Big Data, Big Rubbish?
“Answers and Tips to prevent your Big Data Deployments from becoming Big Rubbish”
Big Data has been trending in social media for years now. The concept is not a new one and it includes a set of different technologies that provide different applications for different industries. Leveraging from diverse Big Data sets that are available internally or externally, Big Data is characterized by the variety, the volume and the velocity that is produced and therefore, cannot be processed or analysed by more conventional methods such as Databases.
However, there is still a lot of confusion around the mix of technologies that are required, with productised solution platforms currently available in the market, still at their very early stage and with a total cost of ownership in order to gather, store, maintain and analyse Big Data still very high.

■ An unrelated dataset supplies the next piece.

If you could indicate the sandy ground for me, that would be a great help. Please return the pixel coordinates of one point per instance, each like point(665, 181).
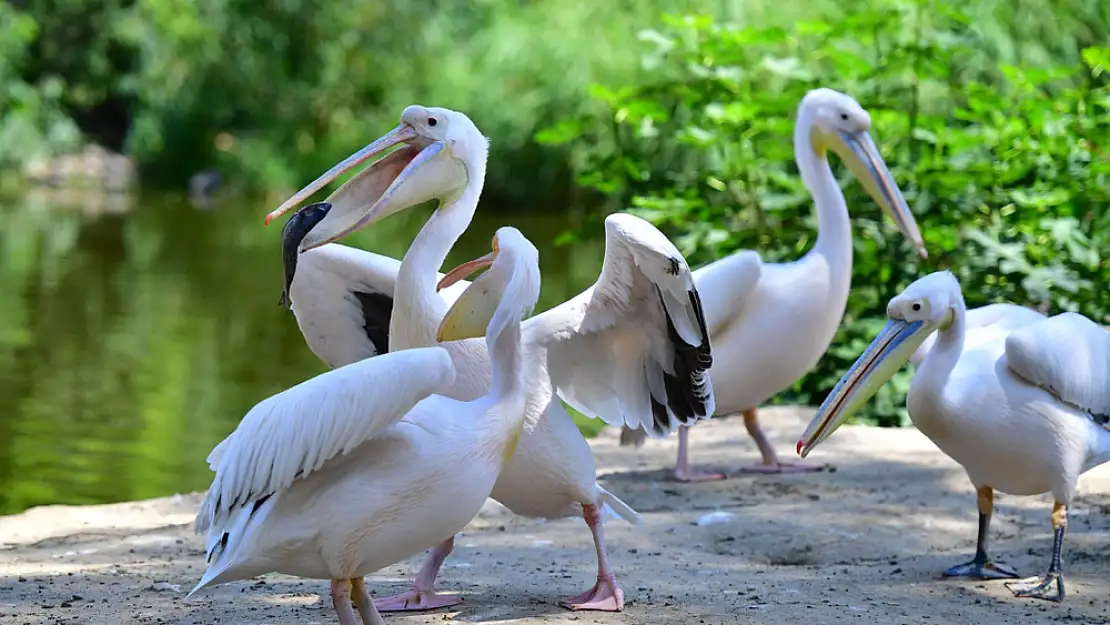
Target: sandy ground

So, let’s agree on one thing; Big Data still remains a hype and a buzzword rather than a feasible solution option, especially for organisations that are not large enough to invest big on Big Data.
On the other side, and by all means, Big Data investments will certainly be proven to be beneficial in the near future, especially when combined with analytics capabilities and a clear vision for the future. This article provides answers to key questions and tips for creating a clear strategy to deliver Big Insights and prevent Big Data investment from becoming Big Rubbish.
What should a Big Data solution be?
As for most problems in today’s complicated world, there is not a single solution that fits all problems. You will need to identify the optimal mix of technologies and create a scalable, flexible environment that will serve your needs and plans for your future and align your business objectives and strategic priorities.
But, as Big Data will continue to grow and become even Bigger, Advanced Analytics always needs to be the core component in any Big Data solution in order to effectively operationalise and optimise data related processes and derive actionable insights and business value.
Big Data without Advanced Analytics capabilities will simply result in data overload, noise and unavoidably Big Rubbish. It is not the increasing volume of Big Data that will answer your business problems or the increasing computational power or storage capacity, but the analytical algorithms that will allow you to mine Big Data sets and discover hidden patterns and associations.
What type of Big Data do I need?
Again, there is not a single golden rule that should always be followed, as the answer relies on the industry, the activities and the environment in which each organisation operates, and most importantly on the business problem that needs to be addressed.
Big Data sources vary in terms of structure, origin and nature. For example, for a financial institution that aims to improve customer service, Big Data can originate from structured CRM/Marketing, Sales and Transactional data sets, unstructured Social Media text and external Social Economic data from surveys. For a manufacturing company that wants to reduce production downtime, Big Data can originate from Asset Management Systems, Supervisory control and data acquisition (SCADA) systems, Inspections and Production yields, and also Weather Data and Internet of Things (IoT) Sensors readings from machines’ equipment.
How Big should my Big Data be?
Analysing Big Data sources can result in Big Insights, however they can also result in Big Noise and Big Rubbish. A balance between Big Data sources and targeted, representative samples (Small Data), and also between traditional modelling techniques and artificial intelligence, deep learning and machine learning algorithms, should be maintained. Variable selection and sampling is still important for an accurate statistical model and access to Big Data is the key component for that. It will provide data scientists the required bandwidth to build differentiated analytical models that can address different business problems and reveal associations and correlations, while Small Data, or appropriate relevant data samples will help you to reveal the root causes and produce accurate predictions and targeted actions for future events.
What other things should I consider?
Even if Big Data is technology-intensive deployments, peoples’ skills are still and will remain important for deriving business value from data processes. They will prevent your Big Data efforts becoming Big Rubbish and will increase return on investment. Experienced data scientists with appropriate skills and training, combined with a project governance system will definitely add clarity to your efforts and create a competitive advantage for the future.